Results 1 to 19 of 19

Thread: Framework for a basic command-line compressor

  1. #1
    Member
    Join Date
    Feb 2013
    Location
    San Diego
    Posts
    1,057
    Thanks
    54
    Thanked 71 Times in 55 Posts

    Framework for a basic command-line compressor

    I've been thinking for a while that it would be useful to have a framework for a basic command-line compressor. This would both reduce the effort needed to write a new one, and would also help improve the overall quality by providing high-quality standard implementations of repetitive stuff, like I/O and command-line arguments. The only framework I'm intimately familiar with is Drupal (web CMS), which is in PHP. I don't know if there are examples of frameworks that target native code, but it doesn't seem hard to create a system for plugging custom code into a C project.

  2. #2
    Member
    Join Date
    Jul 2013
    Location
    United States
    Posts
    194
    Thanks
    44
    Thanked 140 Times in 69 Posts
    Depending on how much you want the "framework" to handle, you're basically describing either Squash (compression-specific, but handles everything except the core compression stuff), or glib and gio (general-purpose, so although they provide tons of helpers you'll still need to write more code, though it abstracts platform-specific bits away pretty well).
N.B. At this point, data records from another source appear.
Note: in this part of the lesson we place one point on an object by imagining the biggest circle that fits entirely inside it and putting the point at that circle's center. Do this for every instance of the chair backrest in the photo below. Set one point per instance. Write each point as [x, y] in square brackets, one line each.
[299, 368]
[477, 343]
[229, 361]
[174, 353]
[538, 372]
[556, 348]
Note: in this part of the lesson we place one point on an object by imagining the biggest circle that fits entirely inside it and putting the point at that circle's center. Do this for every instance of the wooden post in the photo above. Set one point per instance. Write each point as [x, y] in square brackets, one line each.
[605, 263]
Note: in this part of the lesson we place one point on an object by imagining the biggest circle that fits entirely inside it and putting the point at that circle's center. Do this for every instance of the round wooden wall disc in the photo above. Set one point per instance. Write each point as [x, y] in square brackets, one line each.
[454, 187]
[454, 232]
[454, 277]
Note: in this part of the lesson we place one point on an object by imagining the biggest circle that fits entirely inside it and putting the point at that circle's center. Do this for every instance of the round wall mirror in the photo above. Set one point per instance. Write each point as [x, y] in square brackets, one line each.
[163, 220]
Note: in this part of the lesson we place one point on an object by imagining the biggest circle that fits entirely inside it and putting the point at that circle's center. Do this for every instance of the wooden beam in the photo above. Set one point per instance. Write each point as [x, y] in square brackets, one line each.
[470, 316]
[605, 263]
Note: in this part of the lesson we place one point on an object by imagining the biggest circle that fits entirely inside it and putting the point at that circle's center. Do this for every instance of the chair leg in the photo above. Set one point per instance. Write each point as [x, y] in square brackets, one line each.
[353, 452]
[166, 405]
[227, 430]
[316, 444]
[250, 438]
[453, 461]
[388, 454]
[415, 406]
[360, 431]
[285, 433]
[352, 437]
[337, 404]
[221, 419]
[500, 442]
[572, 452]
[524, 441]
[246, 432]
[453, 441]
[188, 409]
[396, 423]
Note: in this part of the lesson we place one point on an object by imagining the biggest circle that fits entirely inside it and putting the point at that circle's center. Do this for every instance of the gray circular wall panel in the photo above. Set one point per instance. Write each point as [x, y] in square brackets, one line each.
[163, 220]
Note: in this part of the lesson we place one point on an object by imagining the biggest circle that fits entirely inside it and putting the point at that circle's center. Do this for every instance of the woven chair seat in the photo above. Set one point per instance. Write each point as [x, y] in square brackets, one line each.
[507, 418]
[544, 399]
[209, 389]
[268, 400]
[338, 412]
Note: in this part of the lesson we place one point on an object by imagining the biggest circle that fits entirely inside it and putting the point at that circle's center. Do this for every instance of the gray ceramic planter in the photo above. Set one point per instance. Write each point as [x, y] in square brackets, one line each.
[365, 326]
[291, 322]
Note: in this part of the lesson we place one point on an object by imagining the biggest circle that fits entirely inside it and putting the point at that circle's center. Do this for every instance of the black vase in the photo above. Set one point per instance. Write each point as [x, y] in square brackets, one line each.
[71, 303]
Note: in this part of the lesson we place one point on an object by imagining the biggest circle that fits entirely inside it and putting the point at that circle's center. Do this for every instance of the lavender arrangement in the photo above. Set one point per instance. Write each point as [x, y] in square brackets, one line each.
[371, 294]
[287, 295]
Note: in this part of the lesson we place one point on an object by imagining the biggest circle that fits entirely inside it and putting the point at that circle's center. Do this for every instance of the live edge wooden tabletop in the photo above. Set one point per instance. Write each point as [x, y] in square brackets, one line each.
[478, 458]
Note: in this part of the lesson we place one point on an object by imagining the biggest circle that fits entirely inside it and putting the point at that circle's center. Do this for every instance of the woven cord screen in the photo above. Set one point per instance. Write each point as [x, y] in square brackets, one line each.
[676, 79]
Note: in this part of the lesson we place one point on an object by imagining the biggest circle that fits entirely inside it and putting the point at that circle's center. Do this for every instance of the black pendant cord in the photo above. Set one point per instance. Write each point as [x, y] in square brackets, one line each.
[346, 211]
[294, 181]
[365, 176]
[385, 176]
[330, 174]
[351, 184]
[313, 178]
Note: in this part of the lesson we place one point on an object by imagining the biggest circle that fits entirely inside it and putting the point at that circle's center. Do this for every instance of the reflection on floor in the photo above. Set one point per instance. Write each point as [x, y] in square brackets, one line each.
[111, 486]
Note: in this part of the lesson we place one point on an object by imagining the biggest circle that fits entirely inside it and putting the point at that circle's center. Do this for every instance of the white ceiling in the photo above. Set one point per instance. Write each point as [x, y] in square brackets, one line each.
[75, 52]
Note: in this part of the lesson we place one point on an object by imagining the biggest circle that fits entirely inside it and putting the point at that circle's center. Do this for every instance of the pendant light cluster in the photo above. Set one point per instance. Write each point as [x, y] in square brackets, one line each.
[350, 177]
    For Squash, there is a section in the plugin guide explaining what you get from writing a plugin.

  3. #3
    Member
    Join Date
    Feb 2013
    Location
    San Diego
    Posts
    1,057
    Thanks
    54
    Thanked 71 Times in 55 Posts
    Quote Originally Posted by nemequ View Post
    Depending on how much you want the "framework" to handle, you're basically describing either Squash (compression-specific, but handles everything except the core compression stuff), or glib and gio (general-purpose, so although they provide tons of helpers you'll still need to write more code, though it abstracts platform-specific bits away pretty well).

    For Squash, there is a section in the plugin guide explaining what you get from writing a plugin.
    I'll have to take a look at Squash. My desire for a framework came from the observation that gzip has a perfectly good command line interface, and it would be nice if all compressors followed the conventions in that interface wherever possible.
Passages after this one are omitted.